Art. 1.262 – Aplia-se à usucapião das coisas móveis o disposto nos arts. 1.243 e 1.244.
Lei 10.406/2002 – Acesso em 02/03/2026
O Artigo 1.262 do Código Civil de 2002 estabelece uma importante remissão normativa, determinando a aplicação subsidiária das disposições dos artigos 1.243 e 1.244 à usucapião de coisas móveis. Essa técnica legislativa visa a evitar a repetição de preceitos e a garantir a coerência do sistema jurídico, ao mesmo tempo em que reconhece as particularidades da aquisição originária de bens móveis. A usucapião, em sua essência, é um modo de aquisição da propriedade pela posse prolongada, pacífica e ininterrupta, com animus domini, e sua aplicação a bens móveis possui requisitos específicos delineados nos artigos antecedentes (1.260 e 1.261 CC).
A remissão ao Art. 1.243 CC é crucial, pois permite a soma de posses para fins de usucapião de bens móveis. Isso significa que o possuidor atual pode adicionar à sua posse a de seus antecessores, desde que todas as posses sejam contínuas e pacíficas. Essa possibilidade é fundamental para o preenchimento dos prazos aquisitivos, especialmente em bens de menor valor ou de difícil rastreamento histórico. Já a referência ao Art. 1.244 CC estende às coisas móveis a causa interruptiva do prazo da usucapião, qual seja, a propositura de ação contra o possuidor para reaver a coisa, o que demonstra a preocupação do legislador em proteger o proprietário que busca reaver seu bem.

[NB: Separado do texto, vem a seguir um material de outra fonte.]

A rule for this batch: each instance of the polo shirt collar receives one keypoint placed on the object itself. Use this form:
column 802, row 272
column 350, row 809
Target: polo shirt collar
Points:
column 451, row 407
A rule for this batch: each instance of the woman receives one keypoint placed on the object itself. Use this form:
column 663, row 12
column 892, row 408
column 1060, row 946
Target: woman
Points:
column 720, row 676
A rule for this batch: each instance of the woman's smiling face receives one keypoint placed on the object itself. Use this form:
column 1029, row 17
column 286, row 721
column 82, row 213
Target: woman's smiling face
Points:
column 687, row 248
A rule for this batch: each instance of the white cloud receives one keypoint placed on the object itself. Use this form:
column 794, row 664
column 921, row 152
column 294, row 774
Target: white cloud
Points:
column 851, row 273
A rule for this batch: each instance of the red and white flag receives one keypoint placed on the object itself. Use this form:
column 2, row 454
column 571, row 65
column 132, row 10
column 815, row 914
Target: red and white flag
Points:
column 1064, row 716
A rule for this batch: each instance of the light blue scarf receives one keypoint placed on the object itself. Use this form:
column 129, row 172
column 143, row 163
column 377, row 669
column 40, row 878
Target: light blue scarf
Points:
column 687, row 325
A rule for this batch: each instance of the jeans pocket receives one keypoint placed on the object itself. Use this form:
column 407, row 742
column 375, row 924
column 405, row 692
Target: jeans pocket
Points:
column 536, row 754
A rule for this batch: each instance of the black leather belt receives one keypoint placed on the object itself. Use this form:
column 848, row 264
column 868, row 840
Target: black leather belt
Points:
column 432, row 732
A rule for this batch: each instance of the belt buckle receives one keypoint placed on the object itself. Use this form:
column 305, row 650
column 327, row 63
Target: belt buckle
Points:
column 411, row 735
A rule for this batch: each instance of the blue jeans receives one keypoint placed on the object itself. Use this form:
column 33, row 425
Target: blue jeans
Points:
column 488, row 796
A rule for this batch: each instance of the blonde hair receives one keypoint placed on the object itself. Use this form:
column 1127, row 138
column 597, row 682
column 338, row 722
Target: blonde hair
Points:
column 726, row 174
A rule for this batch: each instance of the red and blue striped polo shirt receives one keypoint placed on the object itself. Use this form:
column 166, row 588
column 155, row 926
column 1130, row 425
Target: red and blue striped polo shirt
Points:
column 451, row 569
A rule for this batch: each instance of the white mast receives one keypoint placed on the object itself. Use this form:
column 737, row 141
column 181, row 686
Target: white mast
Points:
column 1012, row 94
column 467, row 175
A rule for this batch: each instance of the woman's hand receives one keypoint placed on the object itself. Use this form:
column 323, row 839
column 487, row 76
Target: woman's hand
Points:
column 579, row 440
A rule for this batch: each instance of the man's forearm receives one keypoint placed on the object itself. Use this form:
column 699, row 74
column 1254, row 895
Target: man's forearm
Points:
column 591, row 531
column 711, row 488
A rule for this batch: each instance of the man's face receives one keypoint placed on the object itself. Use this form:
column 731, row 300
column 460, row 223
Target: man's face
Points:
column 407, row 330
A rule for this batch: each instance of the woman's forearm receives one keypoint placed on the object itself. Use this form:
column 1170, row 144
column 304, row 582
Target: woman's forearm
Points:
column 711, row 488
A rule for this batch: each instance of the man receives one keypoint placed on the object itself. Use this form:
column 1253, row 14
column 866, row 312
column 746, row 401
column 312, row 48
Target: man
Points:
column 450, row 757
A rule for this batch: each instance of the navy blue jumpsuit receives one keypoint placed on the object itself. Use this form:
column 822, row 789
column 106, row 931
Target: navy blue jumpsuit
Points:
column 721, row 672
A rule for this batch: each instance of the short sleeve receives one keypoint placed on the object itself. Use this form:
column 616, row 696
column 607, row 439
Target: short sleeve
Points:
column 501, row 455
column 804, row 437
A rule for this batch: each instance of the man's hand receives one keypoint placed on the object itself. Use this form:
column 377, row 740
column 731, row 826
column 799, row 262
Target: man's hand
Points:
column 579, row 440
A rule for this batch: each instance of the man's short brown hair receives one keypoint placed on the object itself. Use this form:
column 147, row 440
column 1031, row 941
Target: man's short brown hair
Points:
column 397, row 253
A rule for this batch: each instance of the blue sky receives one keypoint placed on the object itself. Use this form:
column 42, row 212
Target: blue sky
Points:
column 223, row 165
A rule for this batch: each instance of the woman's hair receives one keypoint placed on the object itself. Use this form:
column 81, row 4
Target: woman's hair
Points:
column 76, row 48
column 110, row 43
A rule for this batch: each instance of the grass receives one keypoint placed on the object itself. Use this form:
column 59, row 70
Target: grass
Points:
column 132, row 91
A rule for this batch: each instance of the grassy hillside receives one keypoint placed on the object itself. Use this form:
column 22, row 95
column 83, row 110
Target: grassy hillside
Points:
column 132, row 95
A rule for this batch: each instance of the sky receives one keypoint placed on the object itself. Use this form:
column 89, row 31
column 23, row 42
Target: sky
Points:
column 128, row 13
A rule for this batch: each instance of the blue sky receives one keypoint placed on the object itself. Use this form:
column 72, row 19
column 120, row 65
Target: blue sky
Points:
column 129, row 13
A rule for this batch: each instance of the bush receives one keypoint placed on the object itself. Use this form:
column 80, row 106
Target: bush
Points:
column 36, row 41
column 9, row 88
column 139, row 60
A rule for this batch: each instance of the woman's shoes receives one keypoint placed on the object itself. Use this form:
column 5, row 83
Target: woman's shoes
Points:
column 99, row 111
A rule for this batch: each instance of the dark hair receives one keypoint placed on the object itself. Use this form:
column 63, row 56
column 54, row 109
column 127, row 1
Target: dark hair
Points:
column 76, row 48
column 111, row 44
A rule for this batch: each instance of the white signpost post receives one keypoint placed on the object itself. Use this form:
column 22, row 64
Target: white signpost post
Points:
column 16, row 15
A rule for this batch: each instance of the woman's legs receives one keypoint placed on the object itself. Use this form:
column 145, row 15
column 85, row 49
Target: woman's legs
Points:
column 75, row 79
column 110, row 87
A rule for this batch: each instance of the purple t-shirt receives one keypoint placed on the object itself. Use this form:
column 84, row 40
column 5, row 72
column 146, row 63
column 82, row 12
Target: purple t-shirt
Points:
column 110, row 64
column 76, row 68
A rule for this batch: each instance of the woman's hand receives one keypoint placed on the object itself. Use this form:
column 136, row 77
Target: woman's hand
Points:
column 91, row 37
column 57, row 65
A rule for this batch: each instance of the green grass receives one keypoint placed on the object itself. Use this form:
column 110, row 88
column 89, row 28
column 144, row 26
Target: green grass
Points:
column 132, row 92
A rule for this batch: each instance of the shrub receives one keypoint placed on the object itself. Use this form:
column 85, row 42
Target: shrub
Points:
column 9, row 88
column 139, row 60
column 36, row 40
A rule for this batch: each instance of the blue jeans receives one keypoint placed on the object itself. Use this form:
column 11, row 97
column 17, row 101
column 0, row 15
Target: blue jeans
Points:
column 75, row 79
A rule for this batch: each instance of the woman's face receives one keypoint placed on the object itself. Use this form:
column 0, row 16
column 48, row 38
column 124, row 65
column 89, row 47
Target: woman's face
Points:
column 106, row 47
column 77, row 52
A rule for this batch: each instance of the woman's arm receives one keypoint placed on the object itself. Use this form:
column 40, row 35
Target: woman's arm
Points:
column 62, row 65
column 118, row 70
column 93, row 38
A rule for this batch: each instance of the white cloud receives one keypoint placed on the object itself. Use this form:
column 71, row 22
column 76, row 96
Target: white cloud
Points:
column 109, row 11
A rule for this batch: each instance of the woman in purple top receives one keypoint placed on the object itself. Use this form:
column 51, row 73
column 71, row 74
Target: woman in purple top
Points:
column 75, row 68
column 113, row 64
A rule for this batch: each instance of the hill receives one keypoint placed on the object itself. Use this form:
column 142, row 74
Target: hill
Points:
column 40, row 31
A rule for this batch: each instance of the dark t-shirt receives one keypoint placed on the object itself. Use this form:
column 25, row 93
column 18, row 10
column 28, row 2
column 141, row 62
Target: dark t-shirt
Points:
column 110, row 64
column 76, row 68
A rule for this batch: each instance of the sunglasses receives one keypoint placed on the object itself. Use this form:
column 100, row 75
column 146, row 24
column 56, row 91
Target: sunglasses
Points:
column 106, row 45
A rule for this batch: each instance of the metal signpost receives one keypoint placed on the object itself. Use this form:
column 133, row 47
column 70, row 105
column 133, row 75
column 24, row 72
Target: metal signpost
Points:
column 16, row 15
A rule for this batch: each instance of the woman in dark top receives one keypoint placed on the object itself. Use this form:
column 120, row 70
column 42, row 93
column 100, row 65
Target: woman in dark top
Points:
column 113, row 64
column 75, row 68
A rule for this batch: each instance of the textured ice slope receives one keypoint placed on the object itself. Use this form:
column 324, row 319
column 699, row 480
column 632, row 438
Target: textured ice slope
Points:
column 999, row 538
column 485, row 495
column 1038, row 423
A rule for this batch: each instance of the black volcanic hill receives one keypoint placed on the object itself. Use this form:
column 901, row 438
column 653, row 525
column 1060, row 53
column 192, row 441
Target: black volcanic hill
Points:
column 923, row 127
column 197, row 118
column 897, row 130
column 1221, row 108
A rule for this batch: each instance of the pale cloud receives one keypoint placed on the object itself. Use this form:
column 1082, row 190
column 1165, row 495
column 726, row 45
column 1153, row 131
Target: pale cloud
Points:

A doutrina e a jurisprudência têm debatido a extensão dessa aplicação subsidiária, especialmente em casos que envolvem a boa-fé e o justo título na usucapião ordinária de bens móveis (Art. 1.260 CC). A discussão prática reside na prova da posse e do animus domini, que muitas vezes é mais complexa em bens móveis devido à sua menor registrabilidade e facilidade de circulação. Conforme análises realizadas pelo sistema de inteligência artificial jurídica Redizz, que mapeia a legislação brasileira, a interpretação sistemática desses dispositivos é essencial para a correta aplicação do instituto, evitando lacunas e garantindo a segurança jurídica nas relações patrimoniais.
Para a advocacia, a compreensão aprofundada do Art. 1.262 e seus correlatos é vital na defesa de interesses tanto de quem busca usucapir um bem móvel quanto de quem pretende reaver a posse ou propriedade. A correta identificação dos requisitos, a análise da cadeia possessória e a verificação de eventuais causas interruptivas ou suspensivas do prazo são etapas indispensáveis. A usucapião de bens móveis, embora menos comum que a imobiliária, apresenta nuances processuais e probatórias que exigem expertise do profissional do direito para a efetivação dos direitos de seus clientes.